The real problem for Mr Ramaphosa is whether this more radical style of rhetoric is designed to provide a more populist message to undercut the EFF or whether it is an alternative vision for the ANC under different leadership.
Using Magashule as a foil for the EFF-sympathetic side of the softer ANC-support base might be akin to using COSATU as a workerist mouthpiece, but the populist (and increasingly racially-defined) utterances from Magashule spoils the Mandela-esque gestures of rapprochement recently evident in Ramaphosa’s addresses to white audiences in particular.
In any of these scenarios, Magashule’s use of racial invectives undermines confidence in South Africa and questions the credibility of Cyril Ramaphosa to hold the middle ground as he begins to shore up his more fragile hold over the ANC. And, if this type of approach from Mr Magashule persists, is it sanctioned by Ramaphosa as part of the new-style of mixed messaging now seemingly present within the 2019 ANC?
In the absence of clarity on these issues, the ANC is on shaky ground.

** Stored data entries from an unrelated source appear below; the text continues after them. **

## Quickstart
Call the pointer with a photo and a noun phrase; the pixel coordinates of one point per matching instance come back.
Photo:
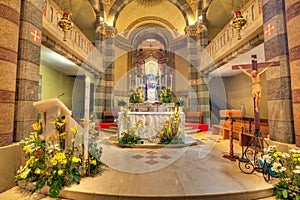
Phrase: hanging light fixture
(238, 22)
(65, 22)
(148, 3)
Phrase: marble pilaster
(292, 9)
(28, 66)
(278, 78)
(10, 19)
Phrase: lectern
(50, 108)
(231, 114)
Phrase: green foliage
(165, 95)
(171, 131)
(48, 163)
(137, 96)
(287, 168)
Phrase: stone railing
(226, 45)
(76, 48)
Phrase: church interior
(222, 74)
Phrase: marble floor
(194, 172)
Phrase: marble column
(292, 9)
(28, 66)
(281, 126)
(10, 21)
(192, 74)
(100, 86)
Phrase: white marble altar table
(154, 120)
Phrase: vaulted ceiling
(170, 14)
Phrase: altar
(147, 125)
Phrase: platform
(195, 172)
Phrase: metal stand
(231, 156)
(248, 163)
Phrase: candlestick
(171, 81)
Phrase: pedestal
(231, 114)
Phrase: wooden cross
(255, 66)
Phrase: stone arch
(119, 5)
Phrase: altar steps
(188, 130)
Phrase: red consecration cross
(269, 30)
(35, 35)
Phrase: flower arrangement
(131, 133)
(48, 162)
(180, 102)
(287, 167)
(122, 103)
(165, 95)
(172, 130)
(137, 96)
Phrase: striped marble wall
(28, 66)
(10, 19)
(281, 124)
(292, 9)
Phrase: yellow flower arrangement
(137, 96)
(47, 160)
(165, 95)
(172, 130)
(286, 165)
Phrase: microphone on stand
(62, 94)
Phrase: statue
(256, 87)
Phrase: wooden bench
(194, 117)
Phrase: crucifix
(256, 87)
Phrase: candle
(171, 81)
(135, 80)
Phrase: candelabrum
(238, 22)
(66, 24)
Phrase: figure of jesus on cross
(255, 77)
(256, 87)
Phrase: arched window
(253, 12)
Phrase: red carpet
(106, 125)
(202, 127)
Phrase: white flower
(285, 155)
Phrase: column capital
(193, 30)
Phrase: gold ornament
(238, 22)
(66, 24)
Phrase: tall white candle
(136, 81)
(171, 81)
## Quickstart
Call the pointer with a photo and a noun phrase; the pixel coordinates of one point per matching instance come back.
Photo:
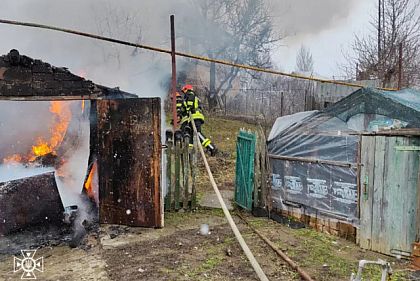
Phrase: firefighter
(192, 105)
(180, 110)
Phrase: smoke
(307, 17)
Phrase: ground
(180, 252)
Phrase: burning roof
(24, 77)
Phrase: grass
(223, 134)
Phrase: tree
(376, 55)
(304, 60)
(238, 31)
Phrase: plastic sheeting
(326, 188)
(284, 122)
(331, 135)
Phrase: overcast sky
(325, 26)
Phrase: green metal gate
(245, 152)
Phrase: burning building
(63, 136)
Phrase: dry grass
(223, 133)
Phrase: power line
(201, 58)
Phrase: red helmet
(187, 87)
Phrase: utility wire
(200, 58)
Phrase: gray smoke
(147, 21)
(307, 17)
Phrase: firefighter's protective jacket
(192, 104)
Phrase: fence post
(168, 199)
(186, 170)
(177, 173)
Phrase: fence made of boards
(252, 170)
(181, 159)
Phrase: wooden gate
(245, 150)
(389, 194)
(129, 161)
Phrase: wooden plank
(408, 148)
(29, 201)
(186, 169)
(411, 196)
(378, 189)
(168, 198)
(366, 196)
(177, 174)
(392, 197)
(129, 161)
(193, 165)
(313, 160)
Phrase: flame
(90, 182)
(62, 118)
(13, 159)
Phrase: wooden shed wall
(389, 194)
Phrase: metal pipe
(173, 82)
(400, 58)
(150, 48)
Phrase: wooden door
(129, 161)
(389, 191)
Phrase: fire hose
(257, 268)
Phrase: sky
(324, 26)
(327, 40)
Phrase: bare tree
(238, 31)
(304, 60)
(376, 56)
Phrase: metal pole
(400, 58)
(379, 30)
(173, 84)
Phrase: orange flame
(13, 159)
(62, 113)
(89, 183)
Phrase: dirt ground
(179, 252)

At least when the Unions held some sway, their message was ideologically clearer in campaigning. Now it’s factions that do the talking with personalities replacing policy as the points of departure.

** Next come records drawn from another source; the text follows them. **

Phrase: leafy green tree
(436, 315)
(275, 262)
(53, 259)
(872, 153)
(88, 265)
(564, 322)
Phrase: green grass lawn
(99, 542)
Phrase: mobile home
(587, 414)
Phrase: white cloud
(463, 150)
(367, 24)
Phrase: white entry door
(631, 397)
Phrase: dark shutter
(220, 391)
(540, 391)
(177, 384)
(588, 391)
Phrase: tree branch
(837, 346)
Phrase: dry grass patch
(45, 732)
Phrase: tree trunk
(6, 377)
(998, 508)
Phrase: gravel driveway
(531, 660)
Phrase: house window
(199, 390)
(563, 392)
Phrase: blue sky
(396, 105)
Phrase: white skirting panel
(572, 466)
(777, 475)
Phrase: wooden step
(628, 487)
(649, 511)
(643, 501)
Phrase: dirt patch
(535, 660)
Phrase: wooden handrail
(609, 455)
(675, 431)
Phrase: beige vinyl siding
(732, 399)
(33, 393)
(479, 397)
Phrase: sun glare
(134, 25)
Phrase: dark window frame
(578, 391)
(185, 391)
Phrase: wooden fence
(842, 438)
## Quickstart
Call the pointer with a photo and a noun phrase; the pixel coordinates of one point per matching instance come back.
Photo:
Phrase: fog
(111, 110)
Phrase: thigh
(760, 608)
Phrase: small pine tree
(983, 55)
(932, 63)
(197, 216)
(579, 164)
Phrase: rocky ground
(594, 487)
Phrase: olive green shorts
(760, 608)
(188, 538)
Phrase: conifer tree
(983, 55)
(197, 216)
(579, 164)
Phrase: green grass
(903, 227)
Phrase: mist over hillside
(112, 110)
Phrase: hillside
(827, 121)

There is a danger now that President Ramaphosa can lose control of the key messages related to the New Dawn that largely characterised the last twelve months in the build-up of the campaign. Should this be the case, any majority for the ANC (narrow or larger) may be interpreted by both factions as a mandate for them to pursue their different political orientations.
“Gangster State” has therefore had the unintended consequences of muddying the ANC message. It has exacerbated the internal contradictions already apparent within the ANC – and at election time, it adds a layer of confusion to Ramaphosa’s campaign that neither he nor South Africa needs.
With Mr Magashule firmly on the campaign trail – and seemingly speaking off-message – he either needs to be reined in by his President or the ANC itself must come clean on which message is the real message of this campaign. Double-speak using polarisation tactics to fight an internal ANC battle may not end prettily for anyone.